Korolev had the strangest sensation of cold, even on this warmest of days-and he wondered if it wasn’t a premonition of some kind.
“I was given a choice-but it wasn’t much of one.”
“I heard.”
He’d heard, had he? Either the man had a source in the most unlikely of places or he was playing games with him. He’d two NKVD colonels and now a senior Thief trying to twist his mind into a shape that suited them-and frankly he’d had enough of it.
“I’d like to know how you come by information like that, Kolya.”
“What I know and what I don’t know won’t change if I tell you how I know it.”
Korolev nearly took the bait, but he reminded himself why they were there.
“We didn’t come here just to banter back and forth, did we?”
“No.”
“A question?”
“Willingly.”
“When we spoke about the institute out at the zoo, you said you hoped my son never ended up in such a place. What did you mean by it? You see, you don’t strike me as the kind of man who’d come and tell me something like that just out of the blue. You’ll forgive me-but it seems to me you must have had a reason for it. It’s been bothering me.”
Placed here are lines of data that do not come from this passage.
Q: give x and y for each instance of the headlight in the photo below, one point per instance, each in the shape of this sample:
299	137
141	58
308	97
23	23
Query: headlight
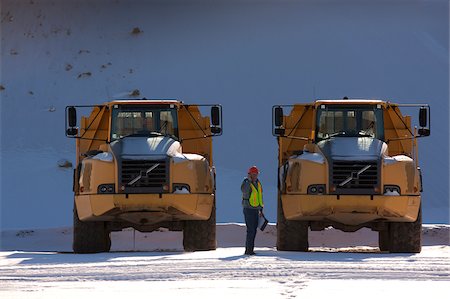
316	189
181	188
391	190
105	189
It occurred to Korolev that, to other people in the park, they probably looked like two old friends out for a walk in the afternoon sun-the thought made him uncomfortable. They stopped to watch two groups of students battling an enormous ball backward and forward across a net-some new sort of game, it seemed.
“I’ve a boy of my own, Korolev-that’s why I came to see you that day.”
The Thief’s voice seemed to have lost some of its usual force. Korolev turned and saw that Kolya was pale-his face narrow with concern.
“Two boys, as it happens,” Kolya continued. “One of them is safe and I’ll keep him that way-until it’s time for him to stand on his own two feet of course. The other I don’t know about for certain. His name is Anton and I haven’t seen him since five weeks ago-when I was picked up by your lot over a little misunderstanding.”
“You were arrested?” It was news to Korolev.
“Not exactly. But the person whose name I gave them spent time staring at the sky through crossed bars. Or at least that’s what the records show. I won’t deny it was my friends’ persuasive skills saw that person released and that I was pleased to be out in the fresh air when he was. Fortunately not everyone’s as honest as you are, you see. Many are open to persuasion.”